Moreover, 20 C.F.R. Sec. 416.913(a) (6) states that " [a] report of an interdisciplinary team that contains the evaluation and signature of an acceptable medical source is also considered acceptable medical evidence," while later in that section the statute designates nurse practitioners as an "other source." Sec. 416.913(e) (3). While nowhere in the regulations is the term "interdisciplinary team" expressly defined, a plain reading of these sections taken together indicates that a nurse practitioner working in conjunction with a physician constitutes an acceptable medical source, while a nurse practitioner working on his or her own does not.

C. The Commissioner's Treatment of Claimant's Vocational Expert Opinion

Gomez additionally argues that the Commissioner erred in finding that Gomez could perform other work in the national economy, inasmuch as, she contends, the Commissioner improperly discounted the opinion of a vocational expert she provided.

As part of her appeal of the ALJ's decision, Gomez submitted to the Appeals Council a report from a vocational expert obtained after the ALJ's decision. Although the Appeals Council affirmed the decision of the ALJ denying benefits to Gomez, this evidence is part of the record on review to this court. Ramirez v. Shalala, 8 F.3d 1449, 1452 (9th Cir. 1993).

The Appeals Council considered the additional evidence submitted by Gomez and found that the conclusion of Gomez's vocational expert, that Gomez could perform no work available in the national economy, was of no effect because it was based on limitations which the ALJ had properly rejected. Gallant v. Heckler, 753 F.2d 1450, 1456 (9th Cir. 1984) ("If the assumptions in the hypothetical are not supported by the record, the opinion of the vocational expert ... has no evidentiary value.").
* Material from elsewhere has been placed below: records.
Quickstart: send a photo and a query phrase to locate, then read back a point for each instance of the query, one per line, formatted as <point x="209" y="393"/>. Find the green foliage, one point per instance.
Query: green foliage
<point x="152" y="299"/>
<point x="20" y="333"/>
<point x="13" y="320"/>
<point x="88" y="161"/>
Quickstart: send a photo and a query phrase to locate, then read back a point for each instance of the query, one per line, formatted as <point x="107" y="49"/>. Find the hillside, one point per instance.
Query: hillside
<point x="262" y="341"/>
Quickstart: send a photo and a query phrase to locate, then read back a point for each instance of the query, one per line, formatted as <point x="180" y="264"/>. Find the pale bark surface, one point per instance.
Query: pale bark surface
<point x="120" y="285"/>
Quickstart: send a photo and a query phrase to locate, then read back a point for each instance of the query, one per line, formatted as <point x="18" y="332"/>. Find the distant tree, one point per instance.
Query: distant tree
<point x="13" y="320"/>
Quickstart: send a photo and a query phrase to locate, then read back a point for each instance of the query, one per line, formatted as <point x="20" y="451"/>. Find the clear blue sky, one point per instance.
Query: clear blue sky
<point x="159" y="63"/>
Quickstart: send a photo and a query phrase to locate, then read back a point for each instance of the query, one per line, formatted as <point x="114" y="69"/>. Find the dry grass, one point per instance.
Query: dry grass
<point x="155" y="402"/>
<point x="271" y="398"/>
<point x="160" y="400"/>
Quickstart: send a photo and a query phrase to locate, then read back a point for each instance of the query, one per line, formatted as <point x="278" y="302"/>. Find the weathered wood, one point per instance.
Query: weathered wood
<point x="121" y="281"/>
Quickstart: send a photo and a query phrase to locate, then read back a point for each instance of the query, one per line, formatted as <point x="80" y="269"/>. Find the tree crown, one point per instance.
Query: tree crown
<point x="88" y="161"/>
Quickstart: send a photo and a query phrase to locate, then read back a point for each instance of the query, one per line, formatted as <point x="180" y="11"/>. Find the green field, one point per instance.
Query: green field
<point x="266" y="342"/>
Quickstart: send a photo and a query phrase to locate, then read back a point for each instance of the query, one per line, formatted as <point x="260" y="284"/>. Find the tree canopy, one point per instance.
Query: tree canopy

Thus, Gomez's contention that the Commissioner is bound to accept this evidence because it is uncontroverted is without merit.

While the burden was on the Commissioner to prove that there are other jobs existing in the national economy which Gomez could perform, the Commissioner was not required to fulfill this burden through the use of a vocational expert. We have interpreted the regulations to provide that the use of vocational experts is left to the Commissioner's discretion. 20 C.F.R. Secs. 404.1566(e), 416.966(e); Albrecht v. Heckler, 765 F.2d 914, 916 (9th Cir. 1985).1  At the most, the Commissioner need use a vocational expert only if there is an absence of other reliable evidence of the claimant's ability to perform specific jobs. Perminter v. Heckler, 765 F.2d 870, 872 (9th Cir. 1985).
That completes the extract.